I'm not sure how much to read into this, but "manual" decomposition (the old fashioned approach, using explicit callbacks) seems to have the highest variance in solution time. The three approaches using new features of CPLEX 12.7 ("Annotated", "Automatic" and "Workers") had very similar run times. I'm fairly certain that the "Workers" method, wherein CPLEX tries to further partition the single subproblem I specified, wound up sticking with a single subproblem (due to the structure of the model).
Which Is Better?
Assume that you have a problem that is amenable to "standard" Benders decomposition (as opposed to some of the funky variants, such as combinatorial Benders, Benders with MIP subproblems, Benders with subproblems that are not necessarily optimization problems, ...). The easiest approach from the user perspective is clearly the automatic option (Benders strategy = FULL), in which CPLEX literally does all the work. Runner up is the annotation approach, which is both much easier and much less prone to coding errors than the "manual" approach (defining separate problems and writing a lazy constraint callback).

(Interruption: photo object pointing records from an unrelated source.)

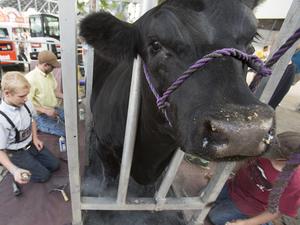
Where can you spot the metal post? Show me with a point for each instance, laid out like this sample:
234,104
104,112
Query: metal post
291,23
160,196
131,126
131,123
67,18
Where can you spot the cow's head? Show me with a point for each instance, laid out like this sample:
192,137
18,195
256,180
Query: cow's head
213,114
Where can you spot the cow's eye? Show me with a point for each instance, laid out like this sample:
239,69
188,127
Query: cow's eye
156,46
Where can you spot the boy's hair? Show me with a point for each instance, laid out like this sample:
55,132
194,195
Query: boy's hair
13,81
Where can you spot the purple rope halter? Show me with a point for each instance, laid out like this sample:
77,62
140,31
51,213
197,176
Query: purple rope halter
280,52
251,60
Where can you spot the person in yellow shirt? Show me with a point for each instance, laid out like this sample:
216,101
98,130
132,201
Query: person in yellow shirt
44,93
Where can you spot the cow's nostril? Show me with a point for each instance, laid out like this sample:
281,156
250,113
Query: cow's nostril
214,136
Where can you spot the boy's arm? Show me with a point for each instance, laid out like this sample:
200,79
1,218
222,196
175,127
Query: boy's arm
256,220
13,169
36,141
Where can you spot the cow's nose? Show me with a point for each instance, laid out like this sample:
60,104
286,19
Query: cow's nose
237,135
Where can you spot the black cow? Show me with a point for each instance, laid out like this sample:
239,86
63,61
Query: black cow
213,114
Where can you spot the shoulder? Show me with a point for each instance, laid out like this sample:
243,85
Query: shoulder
32,74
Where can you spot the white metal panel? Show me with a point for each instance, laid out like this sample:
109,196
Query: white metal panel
67,19
290,25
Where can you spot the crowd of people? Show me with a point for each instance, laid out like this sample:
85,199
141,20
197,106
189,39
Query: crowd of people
29,103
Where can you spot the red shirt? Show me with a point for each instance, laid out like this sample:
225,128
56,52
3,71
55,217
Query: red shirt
250,189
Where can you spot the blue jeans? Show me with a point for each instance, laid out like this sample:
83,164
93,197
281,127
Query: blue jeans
40,163
51,125
225,210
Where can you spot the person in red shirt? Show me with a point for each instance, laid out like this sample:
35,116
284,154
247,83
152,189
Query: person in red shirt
264,188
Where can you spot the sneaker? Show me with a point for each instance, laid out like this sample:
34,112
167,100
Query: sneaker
16,189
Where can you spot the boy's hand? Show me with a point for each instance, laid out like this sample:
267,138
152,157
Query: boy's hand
50,112
237,222
38,144
21,176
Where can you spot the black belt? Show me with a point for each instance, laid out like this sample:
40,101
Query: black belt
21,149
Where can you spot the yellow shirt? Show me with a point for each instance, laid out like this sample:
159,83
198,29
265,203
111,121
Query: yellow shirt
42,91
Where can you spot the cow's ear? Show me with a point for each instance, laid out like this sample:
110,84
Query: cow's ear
252,3
111,37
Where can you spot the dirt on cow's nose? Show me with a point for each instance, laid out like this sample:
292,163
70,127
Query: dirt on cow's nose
238,133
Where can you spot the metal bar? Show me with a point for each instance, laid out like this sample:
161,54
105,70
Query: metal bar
131,122
138,204
291,23
131,127
67,15
43,6
160,196
212,190
19,6
89,70
28,4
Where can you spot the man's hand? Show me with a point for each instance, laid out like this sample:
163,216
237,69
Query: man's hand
237,222
38,144
19,177
50,112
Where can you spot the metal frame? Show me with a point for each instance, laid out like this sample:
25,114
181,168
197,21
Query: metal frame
160,201
290,24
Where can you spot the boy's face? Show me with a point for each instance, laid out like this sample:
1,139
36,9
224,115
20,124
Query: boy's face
17,98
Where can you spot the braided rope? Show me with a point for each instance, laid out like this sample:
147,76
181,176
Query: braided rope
251,60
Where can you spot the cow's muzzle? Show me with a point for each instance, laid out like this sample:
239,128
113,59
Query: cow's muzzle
237,133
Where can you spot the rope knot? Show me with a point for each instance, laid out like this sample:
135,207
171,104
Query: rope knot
162,104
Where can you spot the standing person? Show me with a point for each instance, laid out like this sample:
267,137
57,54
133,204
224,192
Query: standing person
21,151
44,94
259,192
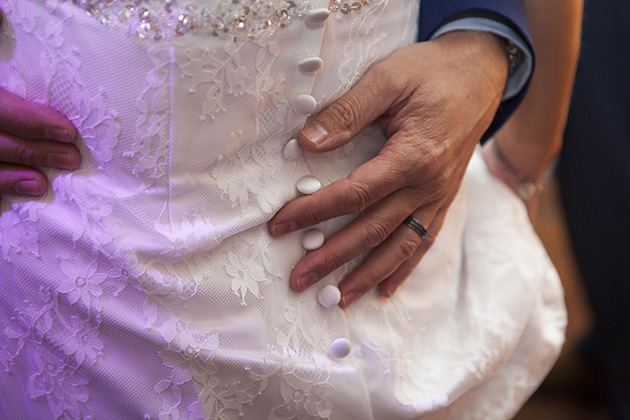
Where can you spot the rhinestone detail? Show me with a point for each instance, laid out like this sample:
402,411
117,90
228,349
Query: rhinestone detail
235,20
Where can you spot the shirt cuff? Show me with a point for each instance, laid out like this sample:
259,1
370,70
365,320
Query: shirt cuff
517,80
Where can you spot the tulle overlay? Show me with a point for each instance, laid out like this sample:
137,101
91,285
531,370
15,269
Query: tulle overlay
145,284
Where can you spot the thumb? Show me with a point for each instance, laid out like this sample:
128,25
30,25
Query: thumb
30,120
343,119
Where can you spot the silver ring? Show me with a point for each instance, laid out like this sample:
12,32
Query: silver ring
417,227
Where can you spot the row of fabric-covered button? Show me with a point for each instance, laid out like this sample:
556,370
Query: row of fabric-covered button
329,296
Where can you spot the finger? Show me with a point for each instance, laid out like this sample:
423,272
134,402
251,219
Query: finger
388,286
401,245
30,120
21,180
367,231
369,183
370,98
44,153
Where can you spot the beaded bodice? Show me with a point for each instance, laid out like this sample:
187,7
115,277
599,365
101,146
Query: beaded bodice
144,285
235,19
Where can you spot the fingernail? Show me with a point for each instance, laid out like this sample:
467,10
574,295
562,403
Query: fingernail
29,187
60,161
306,281
350,297
389,292
315,133
282,228
59,134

On the performance side, things are a bit less clear. If you dig through Xavier Nodet's slides, you'll see that CPLEX use somewhat sophisticated techniques, based on recent research, to generate Benders cuts. I suspect that, on the test problem, their cuts would be a bit stronger than the ones I generate in the "manual" approach, which may account for some of the difference (in their favor) in median run times seen in the second plot. Also, since they can access the subproblems and add cuts to the master directly, rather than having to go through callbacks, using the annotation feature may result in a bit less "drag".

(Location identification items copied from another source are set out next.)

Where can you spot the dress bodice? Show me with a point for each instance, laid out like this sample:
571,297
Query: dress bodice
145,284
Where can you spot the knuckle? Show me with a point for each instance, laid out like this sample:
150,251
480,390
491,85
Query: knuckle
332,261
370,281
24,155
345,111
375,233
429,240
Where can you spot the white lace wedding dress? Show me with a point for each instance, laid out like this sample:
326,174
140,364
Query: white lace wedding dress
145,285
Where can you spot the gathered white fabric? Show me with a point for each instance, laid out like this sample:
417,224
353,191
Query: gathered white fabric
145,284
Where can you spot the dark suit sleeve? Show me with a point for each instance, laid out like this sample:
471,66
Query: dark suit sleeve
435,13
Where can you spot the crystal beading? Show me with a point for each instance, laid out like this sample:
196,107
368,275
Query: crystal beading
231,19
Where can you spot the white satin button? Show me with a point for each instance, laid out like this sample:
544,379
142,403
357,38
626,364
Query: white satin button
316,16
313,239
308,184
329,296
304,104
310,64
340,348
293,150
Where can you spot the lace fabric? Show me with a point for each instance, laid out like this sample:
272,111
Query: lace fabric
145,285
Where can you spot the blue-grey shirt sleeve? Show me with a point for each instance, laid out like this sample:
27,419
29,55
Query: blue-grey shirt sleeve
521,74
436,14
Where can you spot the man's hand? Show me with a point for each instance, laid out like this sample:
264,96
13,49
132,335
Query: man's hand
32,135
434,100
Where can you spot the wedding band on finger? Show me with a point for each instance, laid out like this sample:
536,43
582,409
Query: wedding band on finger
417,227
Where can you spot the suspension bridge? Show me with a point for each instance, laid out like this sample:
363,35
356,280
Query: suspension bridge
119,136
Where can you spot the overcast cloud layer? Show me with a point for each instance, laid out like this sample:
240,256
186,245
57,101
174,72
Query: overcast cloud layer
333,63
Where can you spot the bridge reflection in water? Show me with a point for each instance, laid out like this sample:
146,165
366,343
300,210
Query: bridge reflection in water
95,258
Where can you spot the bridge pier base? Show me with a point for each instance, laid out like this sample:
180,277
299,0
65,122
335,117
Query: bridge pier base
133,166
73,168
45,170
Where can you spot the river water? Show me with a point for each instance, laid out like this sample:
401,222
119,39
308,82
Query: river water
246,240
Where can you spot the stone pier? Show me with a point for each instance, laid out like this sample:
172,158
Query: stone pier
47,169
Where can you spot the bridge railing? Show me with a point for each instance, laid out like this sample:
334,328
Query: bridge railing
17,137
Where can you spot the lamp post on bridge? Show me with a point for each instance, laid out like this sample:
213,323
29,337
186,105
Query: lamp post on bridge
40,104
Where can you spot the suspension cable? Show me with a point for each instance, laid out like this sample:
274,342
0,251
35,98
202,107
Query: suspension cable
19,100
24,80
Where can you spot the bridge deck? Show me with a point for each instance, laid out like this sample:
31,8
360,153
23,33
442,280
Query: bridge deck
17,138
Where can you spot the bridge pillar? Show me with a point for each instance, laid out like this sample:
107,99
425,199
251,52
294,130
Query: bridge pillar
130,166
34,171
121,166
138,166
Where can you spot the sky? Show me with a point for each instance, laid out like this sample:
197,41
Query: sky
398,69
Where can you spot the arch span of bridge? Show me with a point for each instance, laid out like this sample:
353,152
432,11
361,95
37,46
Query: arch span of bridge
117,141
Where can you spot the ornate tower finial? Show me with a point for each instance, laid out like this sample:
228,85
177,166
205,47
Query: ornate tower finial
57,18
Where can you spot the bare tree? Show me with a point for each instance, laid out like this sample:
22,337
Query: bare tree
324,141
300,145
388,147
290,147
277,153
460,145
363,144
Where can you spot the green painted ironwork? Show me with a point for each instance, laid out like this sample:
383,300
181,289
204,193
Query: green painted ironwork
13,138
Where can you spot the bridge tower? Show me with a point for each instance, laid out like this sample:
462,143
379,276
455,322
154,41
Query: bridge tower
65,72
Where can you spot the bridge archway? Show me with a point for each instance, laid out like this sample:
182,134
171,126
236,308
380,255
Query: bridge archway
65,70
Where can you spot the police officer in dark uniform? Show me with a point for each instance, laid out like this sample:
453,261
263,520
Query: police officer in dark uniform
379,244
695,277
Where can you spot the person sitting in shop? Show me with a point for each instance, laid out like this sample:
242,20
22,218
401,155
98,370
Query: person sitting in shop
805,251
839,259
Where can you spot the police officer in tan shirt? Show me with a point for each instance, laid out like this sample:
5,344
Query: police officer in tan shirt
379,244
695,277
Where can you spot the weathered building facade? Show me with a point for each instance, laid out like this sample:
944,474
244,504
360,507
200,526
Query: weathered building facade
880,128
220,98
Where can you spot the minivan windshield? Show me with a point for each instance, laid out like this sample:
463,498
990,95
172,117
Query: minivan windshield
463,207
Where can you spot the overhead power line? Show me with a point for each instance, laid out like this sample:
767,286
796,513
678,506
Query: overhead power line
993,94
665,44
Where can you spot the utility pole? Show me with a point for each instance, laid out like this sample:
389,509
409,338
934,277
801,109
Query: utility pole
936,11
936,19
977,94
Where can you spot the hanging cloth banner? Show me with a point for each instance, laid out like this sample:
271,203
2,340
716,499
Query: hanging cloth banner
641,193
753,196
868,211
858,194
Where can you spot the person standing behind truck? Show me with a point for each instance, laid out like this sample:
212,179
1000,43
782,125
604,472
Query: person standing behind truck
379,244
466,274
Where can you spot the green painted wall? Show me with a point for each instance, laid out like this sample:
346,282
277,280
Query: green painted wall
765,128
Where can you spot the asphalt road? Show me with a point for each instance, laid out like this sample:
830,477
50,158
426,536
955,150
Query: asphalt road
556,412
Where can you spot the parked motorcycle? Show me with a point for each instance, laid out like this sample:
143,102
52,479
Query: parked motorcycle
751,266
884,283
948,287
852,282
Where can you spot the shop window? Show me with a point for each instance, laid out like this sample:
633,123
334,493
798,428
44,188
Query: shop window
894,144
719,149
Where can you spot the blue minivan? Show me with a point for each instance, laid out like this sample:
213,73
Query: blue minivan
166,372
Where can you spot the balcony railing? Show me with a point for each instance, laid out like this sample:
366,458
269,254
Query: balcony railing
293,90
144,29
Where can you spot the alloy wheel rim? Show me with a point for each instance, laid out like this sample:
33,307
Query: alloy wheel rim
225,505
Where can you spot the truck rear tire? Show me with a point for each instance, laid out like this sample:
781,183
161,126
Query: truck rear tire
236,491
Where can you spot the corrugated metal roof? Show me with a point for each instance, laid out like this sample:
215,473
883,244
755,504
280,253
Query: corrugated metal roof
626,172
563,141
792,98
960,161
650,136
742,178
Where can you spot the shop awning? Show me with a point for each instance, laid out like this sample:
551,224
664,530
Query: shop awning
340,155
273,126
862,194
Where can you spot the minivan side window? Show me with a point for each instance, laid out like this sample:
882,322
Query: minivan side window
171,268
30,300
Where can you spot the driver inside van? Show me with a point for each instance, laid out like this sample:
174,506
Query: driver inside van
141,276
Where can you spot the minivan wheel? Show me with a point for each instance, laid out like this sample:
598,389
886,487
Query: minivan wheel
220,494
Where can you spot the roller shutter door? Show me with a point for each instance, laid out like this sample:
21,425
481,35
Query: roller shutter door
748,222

With other cases, I suspect that if you have a particular insight into the model structure that lets you generate problem-specific Benders cuts that are tighter than the generic cuts, you may do better sticking to the manual approach. Fortunately, since you can turn on automatic Benders decomposition just by tweaking a single parameter, it should be easy to tell whether your cuts really do improve performance.